Many graves in the cemetery date back to that time, with birth dates on the grave markers going back as far as the first half of the 19th century.
The graveyard has grown a bit since its establishment, according to the Willow Island Baptist's current pastor, the Rev. Richard Cale.
Photo by Sam Shawver
Visitors walk among the graves in the Willow Island Cemetery along West Virginia 2 in Pleasants County.
"It's been expanded at least three or four times-the additional property was purchased from American Cyanamid (now Cytec Industries) " he said. "But now there are only between 120 and 130 burial plots left, and when those are sold the cemetery won't be able to expand anymore."
Cale said although the church trustees maintain the cemetery, the property is treated as a separate entity.
"The trustees do the mowing and upkeep, but the cemetery has its own account and is supported through donations and sales of burial plots," he said.
The cemetery may be 109 years old, but part of its historical significance is related to a tragic incident that occurred just 35 years ago at the nearby Willow Island power station.

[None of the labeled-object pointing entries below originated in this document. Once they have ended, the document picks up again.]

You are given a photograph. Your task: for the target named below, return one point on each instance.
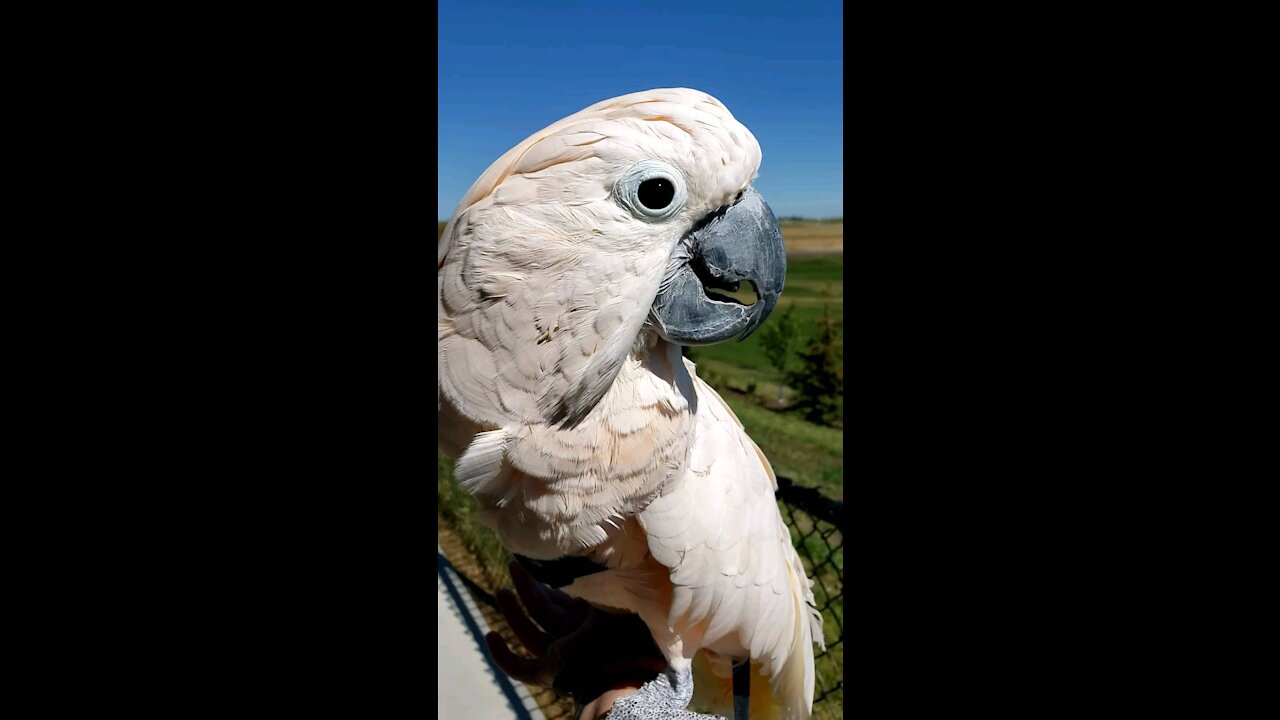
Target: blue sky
(508, 69)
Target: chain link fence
(817, 531)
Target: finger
(529, 634)
(520, 668)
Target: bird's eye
(657, 194)
(652, 190)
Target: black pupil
(656, 194)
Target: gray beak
(740, 244)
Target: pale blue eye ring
(652, 191)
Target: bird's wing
(736, 578)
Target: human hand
(576, 648)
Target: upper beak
(743, 244)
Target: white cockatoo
(570, 277)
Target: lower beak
(740, 245)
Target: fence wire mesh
(817, 531)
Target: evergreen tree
(819, 379)
(778, 338)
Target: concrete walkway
(470, 686)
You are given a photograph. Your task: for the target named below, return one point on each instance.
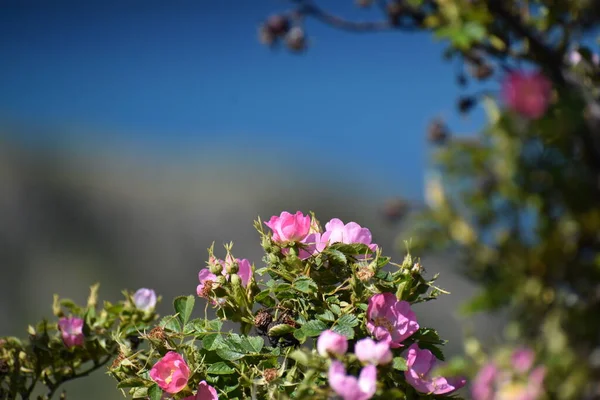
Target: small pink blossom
(72, 331)
(349, 387)
(205, 392)
(331, 342)
(289, 227)
(527, 93)
(145, 299)
(420, 365)
(370, 352)
(390, 320)
(171, 373)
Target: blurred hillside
(74, 216)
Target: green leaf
(313, 328)
(400, 364)
(220, 368)
(305, 284)
(229, 355)
(155, 392)
(184, 305)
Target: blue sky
(187, 75)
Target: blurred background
(134, 134)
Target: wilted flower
(390, 320)
(370, 352)
(71, 329)
(145, 299)
(420, 365)
(289, 228)
(171, 373)
(527, 93)
(205, 392)
(350, 388)
(331, 342)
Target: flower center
(384, 323)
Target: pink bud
(72, 331)
(171, 372)
(331, 342)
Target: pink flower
(145, 299)
(522, 359)
(370, 352)
(171, 372)
(527, 94)
(390, 320)
(205, 392)
(420, 364)
(331, 342)
(483, 384)
(289, 228)
(350, 388)
(350, 233)
(72, 331)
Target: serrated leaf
(229, 355)
(313, 328)
(155, 392)
(399, 363)
(305, 284)
(220, 368)
(184, 305)
(280, 330)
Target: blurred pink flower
(171, 372)
(331, 342)
(289, 228)
(527, 93)
(390, 320)
(420, 365)
(72, 331)
(145, 299)
(370, 352)
(350, 388)
(205, 392)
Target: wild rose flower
(331, 342)
(527, 93)
(171, 373)
(205, 392)
(390, 320)
(144, 299)
(289, 227)
(72, 331)
(350, 388)
(420, 365)
(370, 352)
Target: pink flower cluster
(208, 279)
(71, 330)
(172, 374)
(391, 322)
(527, 93)
(518, 382)
(298, 228)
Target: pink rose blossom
(527, 93)
(205, 392)
(390, 320)
(420, 365)
(72, 331)
(289, 228)
(171, 373)
(145, 299)
(350, 388)
(370, 352)
(331, 342)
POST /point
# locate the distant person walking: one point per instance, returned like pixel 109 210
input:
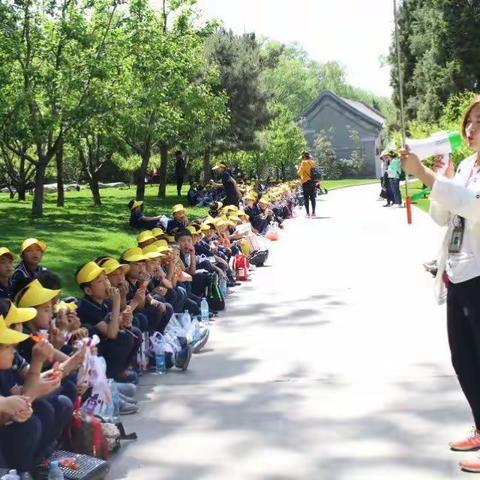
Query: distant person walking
pixel 180 170
pixel 306 173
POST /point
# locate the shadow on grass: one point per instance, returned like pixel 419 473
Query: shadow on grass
pixel 80 232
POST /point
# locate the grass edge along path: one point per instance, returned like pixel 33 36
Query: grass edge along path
pixel 80 232
pixel 347 182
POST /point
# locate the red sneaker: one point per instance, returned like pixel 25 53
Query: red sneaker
pixel 472 466
pixel 467 444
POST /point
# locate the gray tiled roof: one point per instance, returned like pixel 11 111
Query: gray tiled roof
pixel 360 108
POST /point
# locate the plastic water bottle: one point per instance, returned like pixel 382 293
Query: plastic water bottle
pixel 116 402
pixel 196 329
pixel 11 475
pixel 441 143
pixel 223 287
pixel 54 472
pixel 204 311
pixel 186 320
pixel 160 365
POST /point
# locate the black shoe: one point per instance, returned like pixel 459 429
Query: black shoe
pixel 183 357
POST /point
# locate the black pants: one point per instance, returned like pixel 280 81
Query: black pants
pixel 463 323
pixel 309 196
pixel 179 185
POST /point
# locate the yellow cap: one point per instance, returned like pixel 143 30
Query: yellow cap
pixel 145 236
pixel 152 252
pixel 89 272
pixel 161 243
pixel 134 254
pixel 219 165
pixel 225 221
pixel 193 230
pixel 110 265
pixel 19 315
pixel 34 294
pixel 71 306
pixel 9 336
pixel 157 232
pixel 6 251
pixel 33 241
pixel 136 203
pixel 178 208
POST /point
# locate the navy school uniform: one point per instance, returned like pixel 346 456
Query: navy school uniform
pixel 51 416
pixel 119 352
pixel 6 291
pixel 149 319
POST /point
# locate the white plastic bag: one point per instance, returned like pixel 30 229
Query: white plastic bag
pixel 159 344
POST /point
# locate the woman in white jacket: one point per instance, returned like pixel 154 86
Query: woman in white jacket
pixel 455 202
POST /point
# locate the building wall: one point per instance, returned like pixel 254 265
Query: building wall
pixel 331 116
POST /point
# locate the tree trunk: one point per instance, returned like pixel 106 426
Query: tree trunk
pixel 22 191
pixel 93 184
pixel 207 171
pixel 60 181
pixel 162 186
pixel 37 202
pixel 142 173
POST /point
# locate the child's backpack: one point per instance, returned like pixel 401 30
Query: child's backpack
pixel 258 258
pixel 241 266
pixel 86 435
pixel 215 298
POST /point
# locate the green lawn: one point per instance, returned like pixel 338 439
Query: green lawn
pixel 348 182
pixel 413 188
pixel 80 232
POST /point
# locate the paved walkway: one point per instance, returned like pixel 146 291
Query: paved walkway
pixel 332 364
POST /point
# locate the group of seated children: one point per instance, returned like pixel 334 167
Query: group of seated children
pixel 124 303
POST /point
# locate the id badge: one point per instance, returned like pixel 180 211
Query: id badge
pixel 456 240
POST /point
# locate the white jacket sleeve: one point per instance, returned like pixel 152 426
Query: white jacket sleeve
pixel 439 215
pixel 457 199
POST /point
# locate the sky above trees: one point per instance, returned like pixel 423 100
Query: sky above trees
pixel 355 33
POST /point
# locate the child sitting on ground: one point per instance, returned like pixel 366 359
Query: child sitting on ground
pixel 32 251
pixel 6 271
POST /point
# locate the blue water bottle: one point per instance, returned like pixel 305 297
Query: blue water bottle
pixel 160 366
pixel 204 311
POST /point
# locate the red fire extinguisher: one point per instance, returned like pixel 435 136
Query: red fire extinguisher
pixel 241 267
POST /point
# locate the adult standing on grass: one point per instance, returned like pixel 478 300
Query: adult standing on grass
pixel 455 202
pixel 180 170
pixel 306 173
pixel 394 172
pixel 230 187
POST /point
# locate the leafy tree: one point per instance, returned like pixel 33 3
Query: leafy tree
pixel 53 59
pixel 440 52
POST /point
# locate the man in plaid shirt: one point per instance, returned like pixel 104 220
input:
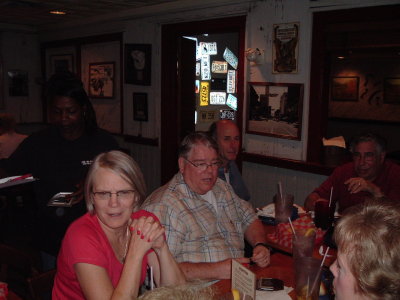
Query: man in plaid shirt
pixel 205 221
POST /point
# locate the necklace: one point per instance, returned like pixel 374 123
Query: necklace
pixel 126 244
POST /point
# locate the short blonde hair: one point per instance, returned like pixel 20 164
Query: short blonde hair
pixel 188 291
pixel 369 235
pixel 122 165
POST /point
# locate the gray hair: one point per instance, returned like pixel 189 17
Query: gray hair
pixel 193 139
pixel 122 165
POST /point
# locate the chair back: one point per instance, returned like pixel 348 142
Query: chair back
pixel 41 285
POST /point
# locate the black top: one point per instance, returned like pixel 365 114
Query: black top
pixel 60 165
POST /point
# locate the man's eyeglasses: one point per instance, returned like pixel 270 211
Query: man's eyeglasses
pixel 203 166
pixel 121 195
pixel 368 156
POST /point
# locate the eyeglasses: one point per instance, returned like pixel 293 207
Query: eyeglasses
pixel 368 156
pixel 203 166
pixel 121 195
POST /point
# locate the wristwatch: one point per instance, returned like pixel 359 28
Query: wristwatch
pixel 263 244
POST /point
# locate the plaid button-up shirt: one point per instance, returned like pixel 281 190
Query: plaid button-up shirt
pixel 195 231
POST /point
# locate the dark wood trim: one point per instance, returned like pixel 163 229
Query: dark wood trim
pixel 323 22
pixel 140 140
pixel 285 163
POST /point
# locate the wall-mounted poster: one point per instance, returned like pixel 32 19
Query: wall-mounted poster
pixel 285 48
pixel 18 83
pixel 101 80
pixel 138 64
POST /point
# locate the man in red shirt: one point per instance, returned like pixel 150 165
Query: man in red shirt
pixel 368 175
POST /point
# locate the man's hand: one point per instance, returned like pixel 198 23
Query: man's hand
pixel 261 256
pixel 358 184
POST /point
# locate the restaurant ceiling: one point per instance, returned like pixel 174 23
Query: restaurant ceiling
pixel 36 12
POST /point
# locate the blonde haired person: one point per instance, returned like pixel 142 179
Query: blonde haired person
pixel 368 261
pixel 105 253
pixel 192 291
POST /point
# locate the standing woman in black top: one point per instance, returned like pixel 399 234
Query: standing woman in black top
pixel 59 157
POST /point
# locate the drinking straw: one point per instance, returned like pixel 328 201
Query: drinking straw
pixel 330 197
pixel 280 189
pixel 319 271
pixel 291 225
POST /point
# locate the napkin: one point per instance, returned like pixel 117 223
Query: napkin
pixel 274 295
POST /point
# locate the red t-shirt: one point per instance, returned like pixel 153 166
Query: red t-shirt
pixel 388 180
pixel 86 242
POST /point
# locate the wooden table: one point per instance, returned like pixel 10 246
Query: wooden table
pixel 281 267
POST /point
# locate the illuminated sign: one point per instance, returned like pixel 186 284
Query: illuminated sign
pixel 219 67
pixel 227 114
pixel 231 82
pixel 230 58
pixel 232 102
pixel 207 116
pixel 204 91
pixel 205 68
pixel 207 48
pixel 217 98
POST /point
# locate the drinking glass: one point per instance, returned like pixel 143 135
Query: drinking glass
pixel 283 208
pixel 307 272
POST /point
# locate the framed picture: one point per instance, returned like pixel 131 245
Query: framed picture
pixel 391 91
pixel 138 64
pixel 285 48
pixel 18 83
pixel 101 80
pixel 275 109
pixel 61 63
pixel 344 88
pixel 140 107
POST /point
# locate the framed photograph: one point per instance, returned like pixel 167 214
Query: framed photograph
pixel 344 88
pixel 101 80
pixel 138 64
pixel 61 63
pixel 391 91
pixel 275 109
pixel 18 83
pixel 285 48
pixel 140 107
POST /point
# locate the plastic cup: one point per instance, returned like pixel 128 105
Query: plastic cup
pixel 307 278
pixel 283 208
pixel 303 243
pixel 323 214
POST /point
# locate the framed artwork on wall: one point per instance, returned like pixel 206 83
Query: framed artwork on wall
pixel 391 90
pixel 101 79
pixel 18 83
pixel 138 64
pixel 344 88
pixel 140 107
pixel 275 109
pixel 61 63
pixel 285 48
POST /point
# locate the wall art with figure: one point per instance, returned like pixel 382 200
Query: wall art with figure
pixel 138 64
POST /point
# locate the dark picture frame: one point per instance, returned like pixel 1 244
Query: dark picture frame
pixel 18 83
pixel 345 88
pixel 140 107
pixel 275 109
pixel 60 63
pixel 391 90
pixel 138 64
pixel 101 79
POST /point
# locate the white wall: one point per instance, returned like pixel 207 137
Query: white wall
pixel 144 26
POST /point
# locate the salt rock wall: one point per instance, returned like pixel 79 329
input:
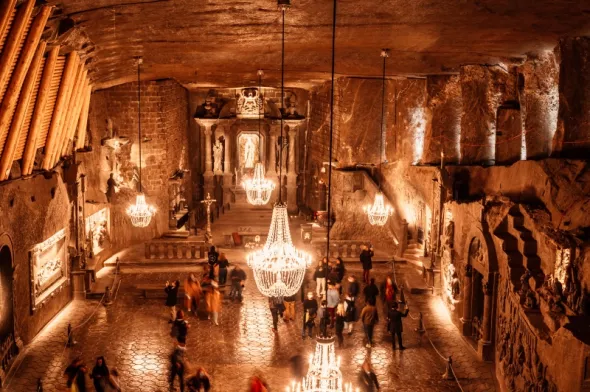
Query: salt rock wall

On April 27, 1978 one of the station's two huge cooling towers was under construction when it suddenly collapsed and 51 workers fell to their deaths in what has been described as one of the worst construction site disasters in U.S. history.
"Several people from that tragedy were buried at Willow Island Cemetery," Cale said.
Walter Carpenter, 96, president of the Pleasants County Historical Society, was teaching a science class at St. Marys High School when news of the power plant accident arrived.
"I remember it very well, it was the most hectic day I've ever had," he said, noting that some of the teens in his class had fathers, grandfathers and uncles working at the power station that day.
"We tried to console the children as best we could. Many of them just wanted to charge out of the school when they heard the news, but there was nothing anyone could do except wait for word from the families," Carpenter said. "All teaching stopped. It was just impossible to go on."
Area news agencies at the time reported five members of the Steele family from St. Marys were among those who died in the tower collapse. All were buried in the Willow Island Cemetery.
"I'd had at least three of those boys in my classes over the years-and their uncle was my next door neighbor," Carpenter said.
Today the Steele family's graves rest side-by-side near the southeast end of the cemetery, and a monument bearing the names of all 51 victims has been erected on a hillside along W.Va. 2 near the power plant.
Carpenter said the Willow Island graveyard is well-maintained and local community groups often help out during special occasions like Memorial Day or Veterans Day.
"It's a well-organized effort. The Boy Scouts and 4-H Club help place flags on the veterans graves there every year," he said.